Spire Inc. reported fiscal second-quarter 2026 earnings this week, missing consensus estimates despite completing the acquisition of Piedmont Tennessee assets [1, 2, 3].
The results highlight the financial pressure on the St. Louis-based utility as it integrates new assets and navigates fluctuating market expectations. Missing earnings targets can signal operational headwinds or higher-than-expected costs during expansion periods.
Reports on the company's adjusted earnings per share (EPS) for the quarter vary. One report listed the adjusted EPS at $3.76 per share [3], while another reported it as $4.60 per share [2]. This figure fell short of consensus estimates, which ranged from $3.72 [5] to $3.78 per share [3].

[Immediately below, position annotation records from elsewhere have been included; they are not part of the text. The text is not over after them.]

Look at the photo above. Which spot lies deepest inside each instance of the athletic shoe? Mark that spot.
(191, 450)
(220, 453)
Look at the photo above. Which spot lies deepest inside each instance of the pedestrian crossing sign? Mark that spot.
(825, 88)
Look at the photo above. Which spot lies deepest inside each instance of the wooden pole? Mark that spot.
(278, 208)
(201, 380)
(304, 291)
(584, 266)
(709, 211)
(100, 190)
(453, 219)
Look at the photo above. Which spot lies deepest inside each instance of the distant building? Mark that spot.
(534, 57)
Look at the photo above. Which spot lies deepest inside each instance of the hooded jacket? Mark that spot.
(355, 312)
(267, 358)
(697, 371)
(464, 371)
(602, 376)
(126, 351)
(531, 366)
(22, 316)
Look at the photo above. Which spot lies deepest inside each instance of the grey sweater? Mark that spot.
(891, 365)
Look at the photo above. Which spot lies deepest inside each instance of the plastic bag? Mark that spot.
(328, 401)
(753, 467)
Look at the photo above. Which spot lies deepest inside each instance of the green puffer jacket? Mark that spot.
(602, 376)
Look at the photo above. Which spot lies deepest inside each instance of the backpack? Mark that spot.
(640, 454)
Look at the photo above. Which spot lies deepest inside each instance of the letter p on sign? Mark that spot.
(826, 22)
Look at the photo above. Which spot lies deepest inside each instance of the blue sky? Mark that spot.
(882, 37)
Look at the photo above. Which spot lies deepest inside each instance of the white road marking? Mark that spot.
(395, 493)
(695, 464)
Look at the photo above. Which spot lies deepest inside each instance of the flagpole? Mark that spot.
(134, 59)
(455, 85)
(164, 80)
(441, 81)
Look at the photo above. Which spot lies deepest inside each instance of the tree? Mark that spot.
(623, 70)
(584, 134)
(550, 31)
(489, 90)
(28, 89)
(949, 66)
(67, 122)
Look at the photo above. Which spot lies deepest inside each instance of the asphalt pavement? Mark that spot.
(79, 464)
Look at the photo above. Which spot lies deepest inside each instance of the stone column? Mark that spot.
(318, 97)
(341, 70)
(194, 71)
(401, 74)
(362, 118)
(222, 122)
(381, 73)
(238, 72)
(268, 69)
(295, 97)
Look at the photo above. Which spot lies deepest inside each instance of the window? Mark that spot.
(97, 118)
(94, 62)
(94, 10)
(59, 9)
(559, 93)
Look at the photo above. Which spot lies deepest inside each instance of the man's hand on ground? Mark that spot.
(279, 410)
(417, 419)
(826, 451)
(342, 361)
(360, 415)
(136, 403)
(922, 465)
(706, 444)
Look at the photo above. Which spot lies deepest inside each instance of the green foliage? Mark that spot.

Despite the variance in EPS reports, the company posted a total quarterly profit of $282.2 million [2]. Spire management said the current phase of the company is an "exciting and transformative period" [4].
Strategic growth remains a priority for the utility. Management said the company successfully closed the Piedmont Tennessee acquisition [4]. This move is part of a broader strategy to expand the company's footprint, and service capacity.
Looking ahead, Spire provided guidance for the full fiscal year 2026. The company projects adjusted EPS to fall between $3.90 and $4.10 per share [4]. Additionally, the company is targeting a long-term annual growth rate of five% to seven% [4].
Spire Inc. is listed on the New York Stock Exchange under the ticker SR [1]. The company continues to operate its primary headquarters in St. Louis, Missouri [2].
“Spire successfully closed the Piedmont Tennessee acquisition.”
The discrepancy in reported EPS figures suggests volatility or reporting errors in early financial snapshots, but the overall miss against consensus estimates indicates that Spire is struggling to meet investor expectations. However, the successful closure of the Piedmont Tennessee acquisition and the establishment of a 5% to 7% long-term growth target suggest the company is prioritizing scale and infrastructure expansion over immediate short-term earnings beats.